II. The Cross-Border Release

This release contains exemptions from certain U.S. securities laws for cross-border tender and exchange offers, mergers and similar transactions, and rights offerings. Many foreign companies are unwilling to comply with U.S. securities law requirements, which they view as burdensome, and are hesitant to subject themselves to increased litigation risk. In addition, U.S. regulation of these offers often conflicts with foreign regulation. As a result, U.S. security holders are frequently placed at a disadvantage because they are excluded from these transactions. New provisions in the tender offer rules will exempt:

  • tender offers for the securities of foreign private issuers from most provisions of the Exchange Act and rules governing tender offers when U.S. security holders hold 10 percent or less of the foreign company's securities that are subject to the offer (the "Tier I exemption").

  • tender offers from certain limited provisions of the Securities Exchange Act of 1934 and rules governing tender offers when U.S. security holders hold 40 percent or less of a foreign private issuer's securities that are subject to the offer (the "Tier II exemption"). The Tier II exemption represents a codification of current exemptive and interpretive positions that eliminate frequent areas of conflict between U.S. and foreign regulatory requirements.

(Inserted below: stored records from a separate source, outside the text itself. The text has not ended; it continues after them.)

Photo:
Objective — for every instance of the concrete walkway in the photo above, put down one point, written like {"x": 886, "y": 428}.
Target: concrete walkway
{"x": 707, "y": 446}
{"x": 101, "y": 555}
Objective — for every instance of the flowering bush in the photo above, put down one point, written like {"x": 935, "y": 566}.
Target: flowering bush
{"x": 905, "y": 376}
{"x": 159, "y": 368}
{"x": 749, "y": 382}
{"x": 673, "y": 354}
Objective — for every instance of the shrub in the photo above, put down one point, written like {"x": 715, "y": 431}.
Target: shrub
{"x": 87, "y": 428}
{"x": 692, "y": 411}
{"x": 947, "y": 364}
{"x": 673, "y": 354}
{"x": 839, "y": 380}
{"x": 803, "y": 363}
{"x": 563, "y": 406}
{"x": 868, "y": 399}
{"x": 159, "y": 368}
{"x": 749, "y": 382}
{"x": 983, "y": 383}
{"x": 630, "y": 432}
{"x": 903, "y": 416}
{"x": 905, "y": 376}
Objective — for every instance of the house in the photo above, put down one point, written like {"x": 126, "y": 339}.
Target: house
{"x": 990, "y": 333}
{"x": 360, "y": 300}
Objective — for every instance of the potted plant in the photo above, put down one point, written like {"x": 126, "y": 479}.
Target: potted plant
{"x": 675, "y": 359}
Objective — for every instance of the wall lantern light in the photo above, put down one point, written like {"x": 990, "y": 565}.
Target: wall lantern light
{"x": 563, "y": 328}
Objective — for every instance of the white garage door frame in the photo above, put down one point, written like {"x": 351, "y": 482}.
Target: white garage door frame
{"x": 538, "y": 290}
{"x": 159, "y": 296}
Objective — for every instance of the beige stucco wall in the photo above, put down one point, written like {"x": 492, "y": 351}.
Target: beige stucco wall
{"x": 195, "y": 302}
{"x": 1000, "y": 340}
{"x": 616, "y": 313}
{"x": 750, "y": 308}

  • tender offers for the securities of foreign private issuers from new Rule 14e-5 of the Exchange Act, which will permit purchases outside the tender offer during the offer when U.S. security holders hold 10 percent or less of the subject securities.

In addition, two new exemptions from the Securities Act registration provisions will exempt:

  • under new Rule 801, rights offerings of equity securities by foreign private issuers from the registration requirements of the Securities Act when U.S. security holders hold 10 percent or less of the securities.

  • under new Rule 802, securities issued in an exchange offer, merger or similar transaction for a foreign private issuer from the registration requirements of the Securities Act and the qualification requirements of the Trust Indenture Act when U.S. security holders hold 10 percent or less of the subject class of securities.

The U.S. anti-fraud and anti-manipulation rules and civil liability provisions will, however, continue to apply to these transactions.

The rule changes differ from the proposals that were published in November 1998 in the following significant respects:

  • The U.S. ownership thresholds for the Rule 801 and Rule 802 registration exemptions have been increased from five to 10 percent.

  • Under a "cash-only alternative" for Tier I tender offers, bidders will be permitted to offer cash in the United States while offering securities offshore without violating the equal treatment requirements of the tender offer rules. The bidder must have a reasonable basis to believe that the cash being offered to U.S. security holders is substantially equivalent to the value of the consideration being offered to non-U.S. holders.

  • In determining U.S. ownership, an offeror will be required to "look through" the record ownership of certain brokers, dealers, banks or nominees holding securities for the accounts of their customers. Ten percent holders, foreign or domestic, will be excluded from the calculation, rather than just foreign 10 percent holders as had been proposed. Securities held by the bidder also will be excluded from the calculation.

  • Securities issued in an exchange offer, mergers or similar transactions, or rights offering under the new rules will be restricted only to the extent that the securities held by the U.S. holder at the time of the offering are restricted. This is less restrictive for rights offerings than was originally proposed.

  • The Tier II exemption has been revised to harmonize it with the amendments to the tender offer rules contained in the Regulation M-A Release.

  • The release expands upon the 1998 Internet Release by providing guidance on what precautions bidders can take when posting offshore tender and exchange offer materials on the Internet so as not to trigger U.S. tender offer and registration requirements.